If you don't mind bats, you could go to your local library and find out how to build a bat house (like a bird house, but designed to be most suitable for bats).

A family of bats will keep the whole neighborhood free of flying insects all summer long. They feed at night and sleep all day.


----------



## martyshel

Put a yellow light bulb in your light instead of a white one. Bugs don't like yellow light nearly as much.


----------



## Ottawa DIYer

Turn off the light, sneak out the door, turn it back on? :laughing:

I dunno ... seems hard to avoid. Bugs like light, plane and simple! 

A bathouse would be an interesting idea ... I might try that out myself, just because I find bats to be pretty fasinating!


----------



## FrankTheTorontoRealtor

*All excellent answers but the only way is...*

To move the light away from the door. 100% satisfaction Guarenteed.

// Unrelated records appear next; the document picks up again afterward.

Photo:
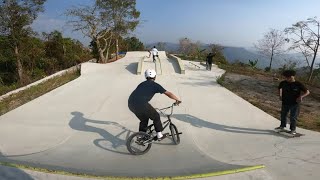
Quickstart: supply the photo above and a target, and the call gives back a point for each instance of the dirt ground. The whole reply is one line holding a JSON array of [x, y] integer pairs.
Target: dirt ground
[[262, 91]]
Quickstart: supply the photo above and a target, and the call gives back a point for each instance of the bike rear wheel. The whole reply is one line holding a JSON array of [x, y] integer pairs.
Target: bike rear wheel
[[139, 143], [174, 134]]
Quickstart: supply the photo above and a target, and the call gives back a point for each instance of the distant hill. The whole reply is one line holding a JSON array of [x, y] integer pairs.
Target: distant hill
[[242, 54]]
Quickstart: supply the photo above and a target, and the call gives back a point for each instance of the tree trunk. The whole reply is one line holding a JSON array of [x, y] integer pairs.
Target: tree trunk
[[102, 59], [117, 48], [311, 68], [271, 62], [19, 64]]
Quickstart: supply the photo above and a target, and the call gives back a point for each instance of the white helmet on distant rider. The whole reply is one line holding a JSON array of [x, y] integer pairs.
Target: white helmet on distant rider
[[150, 74]]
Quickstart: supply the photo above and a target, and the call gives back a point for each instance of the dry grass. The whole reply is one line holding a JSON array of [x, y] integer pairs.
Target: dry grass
[[260, 89], [33, 92]]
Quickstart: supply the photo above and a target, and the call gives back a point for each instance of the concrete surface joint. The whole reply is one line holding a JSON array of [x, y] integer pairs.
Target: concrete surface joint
[[181, 66], [140, 66]]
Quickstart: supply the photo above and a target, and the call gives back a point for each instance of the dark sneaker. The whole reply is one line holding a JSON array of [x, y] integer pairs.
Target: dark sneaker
[[163, 137], [293, 132], [279, 128]]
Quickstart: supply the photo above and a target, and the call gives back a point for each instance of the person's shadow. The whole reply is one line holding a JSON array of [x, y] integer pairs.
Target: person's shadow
[[11, 173], [197, 122], [118, 145]]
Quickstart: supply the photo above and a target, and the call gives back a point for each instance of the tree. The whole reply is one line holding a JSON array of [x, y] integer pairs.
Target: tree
[[272, 44], [161, 46], [217, 50], [184, 45], [16, 16], [104, 20], [133, 44], [123, 16], [306, 38]]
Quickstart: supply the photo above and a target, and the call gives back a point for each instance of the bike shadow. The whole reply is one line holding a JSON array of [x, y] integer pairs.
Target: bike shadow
[[197, 122], [7, 172], [110, 142]]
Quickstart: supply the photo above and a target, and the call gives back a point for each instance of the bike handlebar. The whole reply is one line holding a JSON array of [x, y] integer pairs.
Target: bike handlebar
[[173, 104]]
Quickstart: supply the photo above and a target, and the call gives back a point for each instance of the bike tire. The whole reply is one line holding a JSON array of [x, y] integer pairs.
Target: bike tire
[[174, 134], [132, 141]]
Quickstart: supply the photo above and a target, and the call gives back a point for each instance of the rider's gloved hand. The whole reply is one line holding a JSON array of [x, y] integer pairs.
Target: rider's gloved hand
[[177, 103]]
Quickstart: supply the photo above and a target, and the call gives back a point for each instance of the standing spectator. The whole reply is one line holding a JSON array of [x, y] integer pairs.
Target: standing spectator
[[155, 53], [209, 61], [291, 93]]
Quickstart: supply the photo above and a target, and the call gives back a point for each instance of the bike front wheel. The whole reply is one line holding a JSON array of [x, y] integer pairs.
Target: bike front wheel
[[174, 134], [139, 143]]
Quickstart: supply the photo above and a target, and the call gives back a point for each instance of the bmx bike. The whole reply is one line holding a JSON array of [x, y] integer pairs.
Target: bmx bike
[[140, 142]]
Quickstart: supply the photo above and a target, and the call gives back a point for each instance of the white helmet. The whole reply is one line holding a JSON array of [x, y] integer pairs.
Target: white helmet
[[150, 73]]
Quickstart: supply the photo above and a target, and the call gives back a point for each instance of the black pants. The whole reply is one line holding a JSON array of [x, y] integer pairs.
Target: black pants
[[294, 113], [154, 57], [209, 65], [144, 113]]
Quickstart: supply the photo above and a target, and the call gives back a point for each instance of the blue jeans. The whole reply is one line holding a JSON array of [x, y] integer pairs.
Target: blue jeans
[[294, 113]]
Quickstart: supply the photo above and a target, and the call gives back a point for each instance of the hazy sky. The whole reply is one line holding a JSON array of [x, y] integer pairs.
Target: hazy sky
[[227, 22]]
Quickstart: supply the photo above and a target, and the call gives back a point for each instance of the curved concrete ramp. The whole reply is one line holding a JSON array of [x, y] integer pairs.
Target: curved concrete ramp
[[83, 125]]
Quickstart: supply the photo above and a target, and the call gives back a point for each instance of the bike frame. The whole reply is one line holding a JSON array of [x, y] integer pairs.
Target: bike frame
[[168, 121]]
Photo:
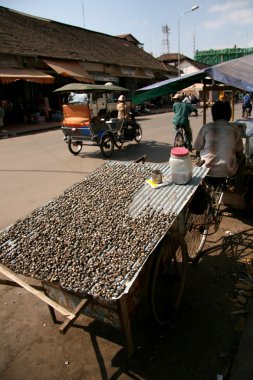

If you don't know how to remove the fixture and rerun a line to another fixture location away from the door then you can post that question next:thumbsup:


----------



## Mike Swearingen

Put a brighter light in an eave fixture on a backyard corner and a yellow bulb in the porch light as suggested.
Mike


----------



## Kap

Replace the lamp with a tiki torch.


----------



## comp

Kap said:


> Replace the lamp with a tiki torch.


 
and what oil ????


----------



## DIYtestdummy

comp said:


> and what oil ????


Citronella. They sell it in gallon jugs at any box store and most hardware stores.

_EDIT:_ Oh, and be careful - I had an old one burst into flames a couple nights ago at our bbq. It was a mix of sun-dried/dry-rotted bamboo, hot dry air, and I think some of the oil spilled on the wood. Kept the bugs away, though!

I have a bug zapper too, but I think it draws in all the bugs from the neighborhood and many are too happy drinking my blood to kill themselves in "the light.".


----------



## Bugzilla

Getting rid of moths around night lights is not easy. Moths are polinators and food for birds and other wildlife, so you want to avoid killing them if at all possible. They are attracted to the ultra-violet rays of light. Light filters are an option, or change outside lamps to low-watt orange-colored bulbs. Make sure that your garage door is closed. It's a natural light-trap and moth magnet.

Bugzilla out --


----------